On 07/07/2015 05:53 PM, Andrew MacLeod wrote:
yes, with a bit of tweaking and enhancement they can be generally
useful. They are all in python. And no one is allowed to make comments
like "OMG thats so inefficient" or "what a horrible way to do that"
:-) My goal was getting things done and sometimes the brute force
approach works great when the machine sare fast enough :_)
Works for me... I'm sure Martin S. is cringing at my python scripts
right now, so I completely understand.
It's a bit of a shame that function.h is in backend.h, along with
predict (which is presumably needed by basic-block/cfg?).
Yeah,once things settle down someone could tweak things more. If I make
the tools available, people can do their own analysis and adjusting.

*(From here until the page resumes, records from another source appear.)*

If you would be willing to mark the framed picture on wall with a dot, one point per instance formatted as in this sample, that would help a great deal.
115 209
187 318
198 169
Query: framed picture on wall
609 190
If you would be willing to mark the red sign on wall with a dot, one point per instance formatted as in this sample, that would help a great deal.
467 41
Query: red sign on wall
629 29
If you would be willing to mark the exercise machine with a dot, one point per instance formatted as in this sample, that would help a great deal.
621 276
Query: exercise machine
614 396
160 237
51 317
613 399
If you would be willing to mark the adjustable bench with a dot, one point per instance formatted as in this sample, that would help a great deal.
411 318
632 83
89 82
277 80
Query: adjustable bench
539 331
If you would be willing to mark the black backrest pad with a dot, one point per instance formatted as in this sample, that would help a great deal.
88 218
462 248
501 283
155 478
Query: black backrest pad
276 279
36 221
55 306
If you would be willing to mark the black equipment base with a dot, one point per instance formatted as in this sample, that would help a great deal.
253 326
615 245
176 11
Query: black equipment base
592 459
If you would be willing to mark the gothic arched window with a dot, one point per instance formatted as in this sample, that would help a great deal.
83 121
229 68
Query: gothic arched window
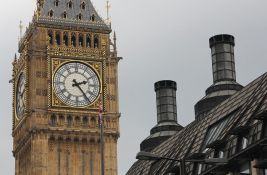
79 17
93 17
70 4
85 121
80 40
83 5
56 3
96 41
88 40
69 120
64 15
65 39
53 120
50 35
51 13
73 40
58 38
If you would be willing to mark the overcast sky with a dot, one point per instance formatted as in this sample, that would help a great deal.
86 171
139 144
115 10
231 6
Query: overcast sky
158 40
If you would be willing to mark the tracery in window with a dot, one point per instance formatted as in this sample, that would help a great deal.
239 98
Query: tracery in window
70 4
73 40
96 41
80 40
56 3
65 39
83 5
51 13
64 15
79 17
58 38
50 35
88 40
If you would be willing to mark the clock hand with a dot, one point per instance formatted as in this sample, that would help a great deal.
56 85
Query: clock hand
78 86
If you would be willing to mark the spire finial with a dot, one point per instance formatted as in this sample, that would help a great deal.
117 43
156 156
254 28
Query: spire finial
20 29
115 41
108 17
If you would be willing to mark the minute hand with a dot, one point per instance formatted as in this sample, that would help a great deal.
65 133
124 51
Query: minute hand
78 85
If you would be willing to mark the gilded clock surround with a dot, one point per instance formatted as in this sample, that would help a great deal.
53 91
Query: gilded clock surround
97 66
52 138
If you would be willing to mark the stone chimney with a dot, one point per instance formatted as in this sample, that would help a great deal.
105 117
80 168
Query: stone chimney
166 115
224 75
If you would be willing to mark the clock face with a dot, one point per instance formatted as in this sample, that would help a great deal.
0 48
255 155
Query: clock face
76 84
20 96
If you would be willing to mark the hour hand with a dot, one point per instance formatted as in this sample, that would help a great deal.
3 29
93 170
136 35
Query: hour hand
78 84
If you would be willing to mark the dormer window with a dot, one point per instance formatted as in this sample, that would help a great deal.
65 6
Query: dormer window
64 15
70 4
56 3
83 5
51 13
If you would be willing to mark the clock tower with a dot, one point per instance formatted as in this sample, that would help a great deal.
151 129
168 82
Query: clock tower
66 69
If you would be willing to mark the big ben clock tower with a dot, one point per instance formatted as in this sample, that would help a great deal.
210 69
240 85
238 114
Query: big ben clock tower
67 66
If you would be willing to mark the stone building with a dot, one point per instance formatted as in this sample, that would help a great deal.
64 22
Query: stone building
230 125
67 69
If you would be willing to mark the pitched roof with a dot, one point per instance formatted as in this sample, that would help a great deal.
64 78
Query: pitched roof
237 110
71 13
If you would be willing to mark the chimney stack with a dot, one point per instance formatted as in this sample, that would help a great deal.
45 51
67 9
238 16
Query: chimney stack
167 124
223 61
224 76
166 101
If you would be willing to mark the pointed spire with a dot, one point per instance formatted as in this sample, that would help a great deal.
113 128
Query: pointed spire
15 59
20 29
108 20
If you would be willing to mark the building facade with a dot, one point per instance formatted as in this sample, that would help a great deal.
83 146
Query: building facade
66 70
230 125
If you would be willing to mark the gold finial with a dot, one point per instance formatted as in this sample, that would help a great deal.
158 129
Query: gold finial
108 17
20 28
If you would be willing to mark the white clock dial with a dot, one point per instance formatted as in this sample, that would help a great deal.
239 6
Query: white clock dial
20 96
76 84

function.h provides cfun which is used all over the place..9 backend
header files use it,and a few like gimple.h actually require struct
function to be defined.
Right. I suspect that we may want to look at cleaning that up a bit in
the future. There's bits in there that are relatively backend specific,
some bits that look like front-end things, and cfun which is a context
container. Untangling that mess is likely to be painful.
predict.h is actually required by gimple.h for a few reasons, enum
be_predictor is used in parameter lists and a few inlines use the TAKEN,
NOT_TAKEN macros
Its also needed by cfghooks.h, and betwen those 2 files, its just needed
by a very good chunk of the backend. .. 219 of the 263 files which
include backend.h need it.
We could move the 2 enums and TAKEN/NOT_TAKEN to coretypes or something
like that and it would probably cut the requirements for it by a *lot*.
Might be something for a follow-up (moving the enums).